During the past decade, we have seen unprecedented changes in the regulation and operation of the electric industry, at the wholesale level and here in Maryland.
Until 1999, the regulated electric utilities in Maryland were responsible for providing intra-state transmission, distribution and supply services to all electric customers in Maryland. In response to Congressional and federal agency encouragement of competition in electricity markets, and as part of a wave of state adoption of electric deregulation laws, the Maryland General Assembly passed the “Electric Customer Choice and Competition Act of 1999.” As a result, the electric utilities were required to sell or transfer their generating facilities to competitive companies. The electric utilities maintain responsibility for operating the infrastructure (the “wires”) to deliver the electricity to our businesses and homes, and provide an electricity supply service (“Standard Offer Service” or “SOS”) to customers. However, the supply no longer comes from generating facilities owned by the utilities. Instead, the utilities purchase electricity for residential and small commercial customers through a bid solicitation process subject to review and approval by the MD Public Service Commission (PSC).

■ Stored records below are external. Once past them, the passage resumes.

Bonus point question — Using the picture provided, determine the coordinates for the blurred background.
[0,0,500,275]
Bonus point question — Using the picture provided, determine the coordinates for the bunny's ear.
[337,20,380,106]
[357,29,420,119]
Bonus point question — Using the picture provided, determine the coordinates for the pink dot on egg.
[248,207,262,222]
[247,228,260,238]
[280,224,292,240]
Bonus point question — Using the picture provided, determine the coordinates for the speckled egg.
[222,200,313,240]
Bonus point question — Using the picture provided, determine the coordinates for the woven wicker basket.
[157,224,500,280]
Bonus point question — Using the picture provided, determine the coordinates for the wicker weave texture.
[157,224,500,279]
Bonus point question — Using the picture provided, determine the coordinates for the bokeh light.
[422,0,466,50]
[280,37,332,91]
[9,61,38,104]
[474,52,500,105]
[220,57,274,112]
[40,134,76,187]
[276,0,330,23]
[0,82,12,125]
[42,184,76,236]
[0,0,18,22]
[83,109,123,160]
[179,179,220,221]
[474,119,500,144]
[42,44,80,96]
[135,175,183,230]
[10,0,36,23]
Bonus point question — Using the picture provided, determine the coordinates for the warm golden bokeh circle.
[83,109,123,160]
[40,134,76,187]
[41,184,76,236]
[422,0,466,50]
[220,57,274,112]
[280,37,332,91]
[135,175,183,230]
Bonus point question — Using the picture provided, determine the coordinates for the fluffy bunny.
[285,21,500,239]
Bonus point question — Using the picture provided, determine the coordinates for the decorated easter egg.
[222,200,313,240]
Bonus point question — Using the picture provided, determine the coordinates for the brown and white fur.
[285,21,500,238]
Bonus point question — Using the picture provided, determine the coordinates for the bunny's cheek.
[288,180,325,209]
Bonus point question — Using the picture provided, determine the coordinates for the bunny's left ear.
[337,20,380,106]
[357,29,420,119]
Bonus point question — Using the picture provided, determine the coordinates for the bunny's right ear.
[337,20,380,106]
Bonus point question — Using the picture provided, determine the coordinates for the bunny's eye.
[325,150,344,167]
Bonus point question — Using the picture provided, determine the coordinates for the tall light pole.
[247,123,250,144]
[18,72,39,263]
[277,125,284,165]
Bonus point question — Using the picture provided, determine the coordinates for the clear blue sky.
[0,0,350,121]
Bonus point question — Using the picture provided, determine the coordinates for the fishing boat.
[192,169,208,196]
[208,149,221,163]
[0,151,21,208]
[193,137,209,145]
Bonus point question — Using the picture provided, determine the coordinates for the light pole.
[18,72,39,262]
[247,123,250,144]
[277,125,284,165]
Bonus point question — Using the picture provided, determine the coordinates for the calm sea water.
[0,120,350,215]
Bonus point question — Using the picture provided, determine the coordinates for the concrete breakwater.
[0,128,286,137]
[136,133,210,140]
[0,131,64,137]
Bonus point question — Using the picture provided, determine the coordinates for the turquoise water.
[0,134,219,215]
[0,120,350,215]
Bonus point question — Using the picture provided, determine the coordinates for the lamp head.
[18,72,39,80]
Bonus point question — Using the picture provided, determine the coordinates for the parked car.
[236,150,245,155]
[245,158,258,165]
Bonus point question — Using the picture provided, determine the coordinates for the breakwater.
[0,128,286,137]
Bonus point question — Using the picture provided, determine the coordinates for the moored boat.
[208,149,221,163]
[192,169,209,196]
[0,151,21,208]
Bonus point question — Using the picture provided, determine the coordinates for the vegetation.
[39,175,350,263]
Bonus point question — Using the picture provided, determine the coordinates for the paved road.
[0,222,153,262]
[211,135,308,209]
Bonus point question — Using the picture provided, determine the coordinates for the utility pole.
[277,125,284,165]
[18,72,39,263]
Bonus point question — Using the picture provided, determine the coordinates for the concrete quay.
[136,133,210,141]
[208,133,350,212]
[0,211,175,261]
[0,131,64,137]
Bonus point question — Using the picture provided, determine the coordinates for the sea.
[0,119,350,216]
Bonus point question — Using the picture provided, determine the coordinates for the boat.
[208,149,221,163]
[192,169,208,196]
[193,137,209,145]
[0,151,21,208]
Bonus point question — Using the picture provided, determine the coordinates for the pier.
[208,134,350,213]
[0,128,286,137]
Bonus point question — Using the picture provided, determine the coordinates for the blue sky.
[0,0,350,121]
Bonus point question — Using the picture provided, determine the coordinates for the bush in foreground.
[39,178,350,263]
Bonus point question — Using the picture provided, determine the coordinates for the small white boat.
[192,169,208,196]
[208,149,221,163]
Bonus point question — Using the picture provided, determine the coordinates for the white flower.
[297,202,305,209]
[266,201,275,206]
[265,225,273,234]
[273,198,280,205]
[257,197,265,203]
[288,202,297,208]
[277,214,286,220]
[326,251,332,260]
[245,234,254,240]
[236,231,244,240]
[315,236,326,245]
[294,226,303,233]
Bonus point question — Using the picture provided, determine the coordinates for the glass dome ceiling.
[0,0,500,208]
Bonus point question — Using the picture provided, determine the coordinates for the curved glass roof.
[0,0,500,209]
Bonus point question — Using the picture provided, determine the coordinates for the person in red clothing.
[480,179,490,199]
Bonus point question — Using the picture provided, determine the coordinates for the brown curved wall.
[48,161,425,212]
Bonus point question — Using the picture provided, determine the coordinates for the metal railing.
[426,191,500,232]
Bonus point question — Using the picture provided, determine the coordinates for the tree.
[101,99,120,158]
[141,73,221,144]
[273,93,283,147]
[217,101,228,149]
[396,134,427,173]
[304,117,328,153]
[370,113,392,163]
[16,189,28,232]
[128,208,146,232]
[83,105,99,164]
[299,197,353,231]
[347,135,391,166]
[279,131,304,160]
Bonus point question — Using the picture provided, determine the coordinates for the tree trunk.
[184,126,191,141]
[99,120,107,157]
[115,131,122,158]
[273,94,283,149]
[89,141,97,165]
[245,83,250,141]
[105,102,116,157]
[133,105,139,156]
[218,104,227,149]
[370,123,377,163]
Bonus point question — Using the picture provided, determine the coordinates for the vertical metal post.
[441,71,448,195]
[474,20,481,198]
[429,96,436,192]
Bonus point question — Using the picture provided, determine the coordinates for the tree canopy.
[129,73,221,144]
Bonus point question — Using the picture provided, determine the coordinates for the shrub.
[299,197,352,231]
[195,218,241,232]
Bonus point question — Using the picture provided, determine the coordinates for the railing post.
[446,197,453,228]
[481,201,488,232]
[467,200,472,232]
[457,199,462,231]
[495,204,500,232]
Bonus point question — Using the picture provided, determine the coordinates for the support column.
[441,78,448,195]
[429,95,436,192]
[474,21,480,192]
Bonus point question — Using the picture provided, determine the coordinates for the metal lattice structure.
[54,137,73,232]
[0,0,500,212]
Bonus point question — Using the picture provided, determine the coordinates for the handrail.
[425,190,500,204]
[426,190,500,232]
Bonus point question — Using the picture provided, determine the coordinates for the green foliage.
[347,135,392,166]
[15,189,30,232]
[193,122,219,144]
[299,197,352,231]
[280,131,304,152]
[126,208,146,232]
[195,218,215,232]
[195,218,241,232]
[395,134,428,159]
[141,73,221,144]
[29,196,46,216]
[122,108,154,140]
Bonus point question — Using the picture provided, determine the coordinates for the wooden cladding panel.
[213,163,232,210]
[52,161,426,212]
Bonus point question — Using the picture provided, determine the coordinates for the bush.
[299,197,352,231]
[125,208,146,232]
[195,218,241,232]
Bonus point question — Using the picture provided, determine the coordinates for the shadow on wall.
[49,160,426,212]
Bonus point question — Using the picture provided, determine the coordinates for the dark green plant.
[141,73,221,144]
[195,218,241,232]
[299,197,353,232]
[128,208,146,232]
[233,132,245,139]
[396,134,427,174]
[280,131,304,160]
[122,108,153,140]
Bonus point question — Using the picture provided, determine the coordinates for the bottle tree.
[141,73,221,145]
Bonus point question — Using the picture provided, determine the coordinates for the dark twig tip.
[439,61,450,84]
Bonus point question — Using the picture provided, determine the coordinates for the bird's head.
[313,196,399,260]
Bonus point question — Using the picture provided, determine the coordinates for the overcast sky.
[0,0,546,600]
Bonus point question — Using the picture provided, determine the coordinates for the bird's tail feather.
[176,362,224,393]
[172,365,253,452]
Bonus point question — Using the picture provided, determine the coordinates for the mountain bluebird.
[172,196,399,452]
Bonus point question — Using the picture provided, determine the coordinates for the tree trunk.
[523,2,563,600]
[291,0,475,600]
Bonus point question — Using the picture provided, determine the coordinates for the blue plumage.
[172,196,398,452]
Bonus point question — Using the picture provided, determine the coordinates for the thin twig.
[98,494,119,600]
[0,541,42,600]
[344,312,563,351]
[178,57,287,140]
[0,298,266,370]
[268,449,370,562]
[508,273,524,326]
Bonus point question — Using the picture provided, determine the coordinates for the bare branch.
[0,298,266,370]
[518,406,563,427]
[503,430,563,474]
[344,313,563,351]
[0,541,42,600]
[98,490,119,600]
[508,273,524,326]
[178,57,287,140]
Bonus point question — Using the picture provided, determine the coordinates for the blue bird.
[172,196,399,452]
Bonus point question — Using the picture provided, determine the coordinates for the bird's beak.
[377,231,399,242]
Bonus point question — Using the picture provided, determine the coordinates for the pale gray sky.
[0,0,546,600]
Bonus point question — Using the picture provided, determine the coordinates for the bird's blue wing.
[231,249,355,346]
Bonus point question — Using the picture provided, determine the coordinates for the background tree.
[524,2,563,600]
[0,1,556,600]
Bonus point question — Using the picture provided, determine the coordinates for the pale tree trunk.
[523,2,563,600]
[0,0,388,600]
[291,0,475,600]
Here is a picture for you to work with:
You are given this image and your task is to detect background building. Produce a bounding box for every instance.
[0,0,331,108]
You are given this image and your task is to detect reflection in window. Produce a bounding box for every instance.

While prices in the wholesale markets were relatively stable in the first few years of the decade, and price freezes were in place for residential customers, experienced a significant increase in wholesale prices in the second half of the decade. Price freezes, negotiated as part of complex settlements, began to expire in 2004 for residential customers in the utility services areas. By 2006, when the price freeze expired for the residential customers of BGE (over one-half of all residential customers in Maryland), most residential customers became subject to dramatic (over 70%) increases in the cost of electricity when compared to the beginning of the decade. While wholesale (and now retail) supply prices have declined since 2010, the overall cost of electricity supply remains higher than in the first half of the decade.
Since 2000, residential customers have had the option of purchasing electricity from retail electricity suppliers. These companies must be licensed by the MD PSC and are subject to the State of Maryland and MD PSC consumer protection rules. By October 2011, about 21% of Maryland’s residential consumers were customers of retail electric suppliers.
With the increasingly complex nature of the electricity generating and delivery markets OPC has been in a wide variety state and federal proceedings to protect the interests of Maryland’s residential electric consumers. Our primary focus is on the affordability, reliability and quality of electricity service. To protect those consumer interests, OPC has been an advocate in numerous MD PSC cases, FERC proceedings, legislative investigations and hearings, and PJM regional stakeholder forums to address issues related to electricity procurement, distribution service and rates, and transmission needs and costs.